Abdul Kadir Karding saat mengunjungi Majalengka, dirinya secara tegas berkomitmen akan memberantas oknum oknum nakal yang bermain dalam penyaluran TKI secara ilegal.
"Kita lagi menyisir mana perusahaan nakal, mana LPK nakal, mana orang nakal. Misalnya calo. Nah ini yang lagi kita sisir," ungkap Abdul Kadir Karding, Rabu (13/11/2024).
Kepada awak media, dia mengatakan bahwa wujud memberantas tindak pidana perdagangan orang adalah PR utama yang akan dilakukan menimbang banyaknya tenaga kerja yang berangkat secara ilegal.
Sebagai bahan efek jera, lanjut politisi senior PKB itu, pihaknya tidak segan segan melakukan tindakan tegas mulai dari pencabutan izin sampai kurungan penjara.
"Harus di penjara, Pak. Nggak boleh sanksi administrasi kalau udah ke arahnya ke TPPO. Harus. Diketahui Melanggar undang-undang. Termasuk pencabutan izin dari perusahaan. Oh kalau itu pasti. Pasti kita cabut," tegasnya.
Hal itu dia sampaikan sebagai wujud peringatan keras bagi perusahaan atau lembaga penyalur atau oknum yang diketahui main nakal dalam hal penyaluran tenaga kerja Indonesia.
"Tapi ini warning saya, semua perusahaan jangan main-main. Ketika ketemu dan cukup alat bukti, saya cabut," ucapnya.
Ketika disinggung soal peningkatan kualitas SDM bagi para tenaga imigran yang akan berangkat, dia mengungkapkan bahwa pihaknya terus melakukan upaya kordinasi dengan stakeholder terkait.
Diantaranya ialah peningkatan kapasitas kualitas jasa pelatihan yang khusus untuk penyaluran tenaga kerja Indonesia. Dengan harapan SDM TKI memiliki kapasitas dan keilmuan yang memadai sesuai kebutuhan yang ada di Luar Negeri tersebut.
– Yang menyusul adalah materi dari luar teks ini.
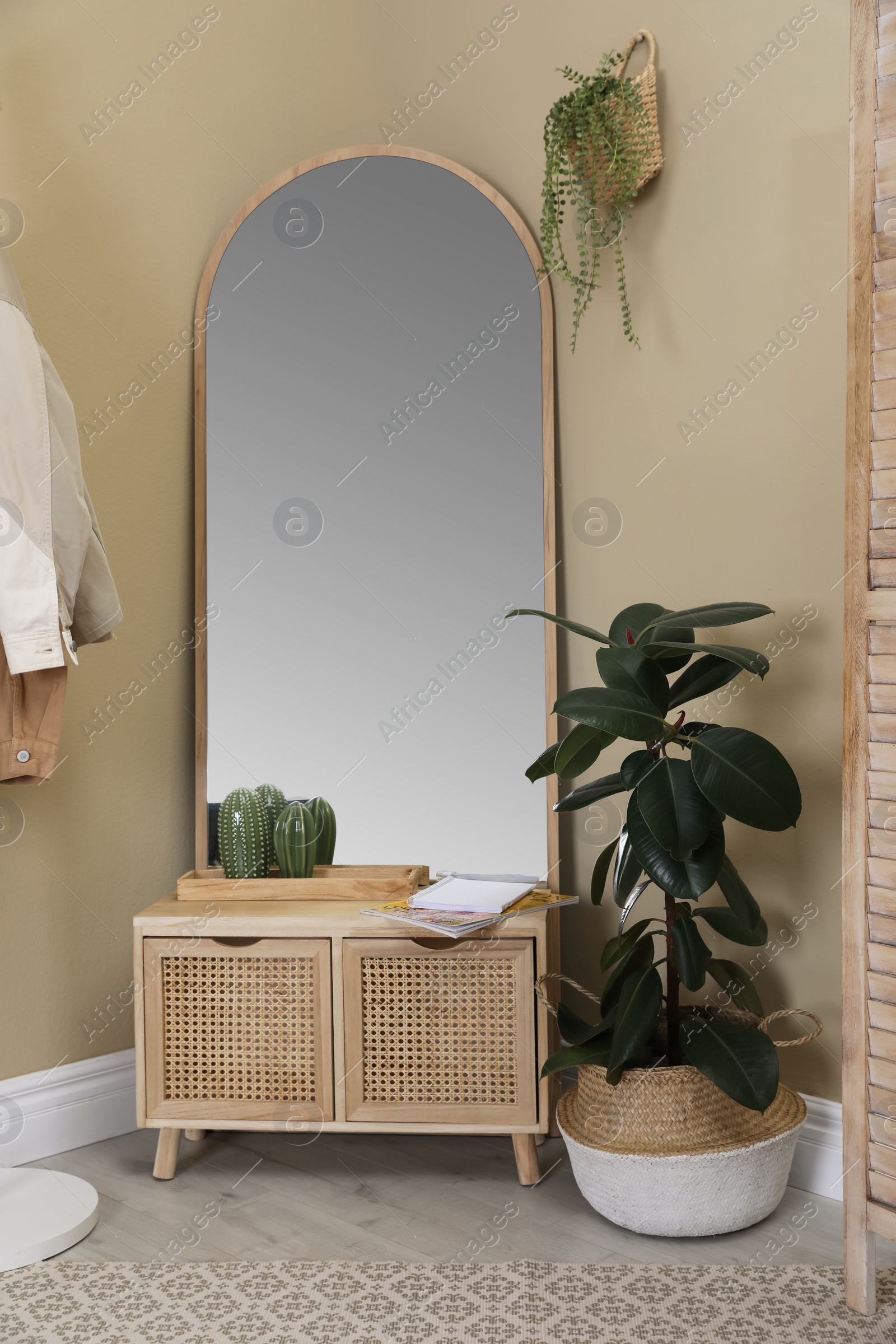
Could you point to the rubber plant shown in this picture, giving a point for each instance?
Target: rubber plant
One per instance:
(683, 781)
(597, 142)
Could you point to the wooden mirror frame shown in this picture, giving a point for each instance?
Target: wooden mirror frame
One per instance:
(870, 644)
(548, 467)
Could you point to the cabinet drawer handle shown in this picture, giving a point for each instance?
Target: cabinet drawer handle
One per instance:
(442, 944)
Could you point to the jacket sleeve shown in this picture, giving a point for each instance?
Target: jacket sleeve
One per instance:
(29, 597)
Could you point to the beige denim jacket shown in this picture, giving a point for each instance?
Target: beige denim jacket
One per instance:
(55, 585)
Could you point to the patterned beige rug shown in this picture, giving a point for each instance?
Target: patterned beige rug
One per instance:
(519, 1303)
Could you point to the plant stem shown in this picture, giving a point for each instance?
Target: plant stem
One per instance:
(673, 1049)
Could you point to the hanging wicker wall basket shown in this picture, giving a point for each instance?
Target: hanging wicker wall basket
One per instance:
(593, 162)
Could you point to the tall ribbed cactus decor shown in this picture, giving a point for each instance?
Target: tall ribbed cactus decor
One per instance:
(273, 800)
(242, 835)
(295, 842)
(324, 830)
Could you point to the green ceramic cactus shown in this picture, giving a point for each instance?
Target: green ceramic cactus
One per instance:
(324, 830)
(242, 835)
(273, 800)
(295, 842)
Berbicara soal persyaratan bagi calon TKI yang akan bekerja di luar negeri, lanjut Menteri, ada beberapa hal yang harus diperhatikan secara oleh masyarakat.
Diantaranya adalah peningkatan kualitas diri dalam memahami bahasa, keterampilan dan juga berkas dokumen lainnya yang tak kalah penting sebagai upaya perlindungan bagi pekerja itu sendiri.
"Kan syarat untuk memberangkatkan itu salah satunya izin dari orang tua, dari kakaknya, atau suaminya, atau dari walinya. Yang kedua dia harus punya sertifikasi. Yang ketiga dia harus terdaftar BPJS," Ungkapnya.